Arts & Events

Garrick Ohlsson in an All-Brahms Recital

Reviewed by James Roy MacBean
Saturday March 30, 2019 - 02:19:00 PM

I always enjoy hearing pianist Garrick Ohlsson, and it doesn’t matter much what music he plays. However, when it comes to piano music by Johannes Brahms I can’t say my enjoyment is anywhere near its peak. Not counting the two piano concertos, Brahms’ writing for piano almost invariably strikes me as learned, perhaps erudite, but rarely thrilling. This was the case in the all-Brahms recital performed, albeit quite brilliantly, by Garrick Ohlsson on Thursday, March 28 at Herbst Theatre.  

Ohlsson opened the program with the youthful Sonata No. 2 in F-sharp minor, Opus 2 by Brahms. For his first works to be published, Brahms chose the two piano sonatas, Opus 2, written when he was a few months short of 20 years old. In the F-sharp minor sonata, we encounter the work of an ambitious young composer trying his best to come on strong. This sonata is extremely dramatic from the outset, as Brahms hammers away with octaves and dense chords. Here is the Brahms who was dubbed “the young, heaven-storming Johannes.” He seems to be trying to outdo Beethoven at Beethoven’s own game. To me, however, it reeks of an academic attempt at emulation. One may credit Brahms for aiming high, but for me this youthful Brahms sonata never caught fire. No matter how much I admired Garrick Ohlsson’s technical virtuosity and rigorous musicianship, the writing itself never caught my imagination. 

Interestingly, what for me was the highlight of the concert was the second of Six Piano Pieces (Klavierstucke), Opus 118, composed by Brahms in his late years (1892-3). The Intermezzo in A Major was a simple, lilting lullaby. There was no effort here to show off erudition or arcane musical structures. Here Brahms relied solely on a lovely melody, and he brought it off beautifully. As did Garrick Ohlsson.
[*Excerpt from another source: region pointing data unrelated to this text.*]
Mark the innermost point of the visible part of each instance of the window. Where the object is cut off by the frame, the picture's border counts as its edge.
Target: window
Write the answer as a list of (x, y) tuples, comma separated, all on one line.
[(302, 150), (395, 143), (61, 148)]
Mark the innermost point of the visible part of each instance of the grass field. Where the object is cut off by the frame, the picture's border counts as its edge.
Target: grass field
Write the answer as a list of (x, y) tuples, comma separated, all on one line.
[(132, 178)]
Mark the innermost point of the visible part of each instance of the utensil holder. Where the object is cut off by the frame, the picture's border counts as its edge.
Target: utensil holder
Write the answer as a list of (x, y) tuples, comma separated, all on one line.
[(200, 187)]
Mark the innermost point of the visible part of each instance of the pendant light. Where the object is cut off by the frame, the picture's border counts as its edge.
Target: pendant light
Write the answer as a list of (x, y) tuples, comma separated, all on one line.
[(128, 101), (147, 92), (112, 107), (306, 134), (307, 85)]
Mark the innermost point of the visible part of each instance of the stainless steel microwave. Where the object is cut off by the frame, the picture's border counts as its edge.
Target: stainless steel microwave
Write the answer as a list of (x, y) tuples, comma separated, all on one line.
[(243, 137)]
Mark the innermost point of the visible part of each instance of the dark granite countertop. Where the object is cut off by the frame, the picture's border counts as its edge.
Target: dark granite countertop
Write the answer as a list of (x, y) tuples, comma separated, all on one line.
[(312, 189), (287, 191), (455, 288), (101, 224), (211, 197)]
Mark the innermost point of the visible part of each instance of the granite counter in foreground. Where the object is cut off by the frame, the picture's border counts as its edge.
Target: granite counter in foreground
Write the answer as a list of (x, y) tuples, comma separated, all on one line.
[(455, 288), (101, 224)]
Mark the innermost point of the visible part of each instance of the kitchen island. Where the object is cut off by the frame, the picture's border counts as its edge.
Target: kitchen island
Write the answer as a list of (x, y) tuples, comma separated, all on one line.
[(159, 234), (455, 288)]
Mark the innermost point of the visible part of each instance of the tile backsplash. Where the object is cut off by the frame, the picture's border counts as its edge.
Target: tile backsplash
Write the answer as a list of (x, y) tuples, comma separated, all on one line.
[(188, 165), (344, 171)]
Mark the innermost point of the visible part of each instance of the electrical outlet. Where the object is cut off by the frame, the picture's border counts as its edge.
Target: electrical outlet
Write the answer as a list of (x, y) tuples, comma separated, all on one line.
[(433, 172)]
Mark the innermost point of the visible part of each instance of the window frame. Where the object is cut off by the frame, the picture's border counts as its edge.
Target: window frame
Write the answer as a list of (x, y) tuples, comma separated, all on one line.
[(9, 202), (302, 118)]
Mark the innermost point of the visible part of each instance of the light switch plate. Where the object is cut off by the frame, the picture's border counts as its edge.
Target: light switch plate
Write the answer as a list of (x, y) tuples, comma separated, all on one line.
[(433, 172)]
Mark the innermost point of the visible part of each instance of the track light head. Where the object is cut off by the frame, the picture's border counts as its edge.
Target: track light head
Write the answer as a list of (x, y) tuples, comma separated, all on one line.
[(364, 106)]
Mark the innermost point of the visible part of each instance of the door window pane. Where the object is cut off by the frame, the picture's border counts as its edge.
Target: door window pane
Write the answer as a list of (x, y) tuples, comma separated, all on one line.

The following Ballade in G minor, however, took us back to the thundering Brahms of his youthful compositions. Here, too, one had to admire Garrick Ohlsson’s masterful handling of stormy, difficult music; but I can’t say I found this piece enjoyable, much less thrilling. Likewise for the following three works that rounded out the Six Piano Pieces, Opus 118.  

After intermission, Garrick Ohlsson performed another late work, Three Intermezzi, Opus 117, composed in 1892. Brahms himself called these pieces “Lullabies of my pain.” The first Intermezzo is in fact a lullaby, but it is a strangely sad lullaby. It is as if this lullaby was written to put one to sleep in order to withdraw from life’s troubles! The second Intermezzo is austere, bleak, and wistful. This is autumnal music in every sense of the term. The third and final Intermezzo is almost a funeral march. In all, these Three Intermezzi, Opus 117, struck me as perfect music to accompany Samuel Beckett’s play Endgame (Fin de Partie). Although beautifully performed by Garrick Ohlsson, this is hardly endearing music, much less enthralling.  

The final work on the program was a youthful piece by Brahms, Variations and Fugue in B-flat Major on a Theme by Handel, Opus 24. Written in 1861 when the composer was 28 years old, this set of variations is, once again, erudite but hardly enthralling. Set beside the jaw-dropping intellectual rigor of Bach’s Goldberg Variations or of Beethoven’s Diabelli Variations, these Brahms Variations pale in comparison. They are academic in the extreme, and though mildly entertaining and requiring considerable technical virtuosity from the pianist – expertly performed here by Garrick Ohlsson -- they just don’t grip the listener.  

I must say, however, that the Herbst Theatre audience gave Garrick Ohlsson thunderous applause when he completed the fugue that concludes these Variations on a Theme by Handel. To me, Ohlsson was more impressive than Brahms. Oh, and by the way, the encore Ohlsson played was, thankfully, not by Brahms. It was Chopin’s beautiful Nocturne in E-flat Major, Op. 9, No. 2. Now this was enthralling music!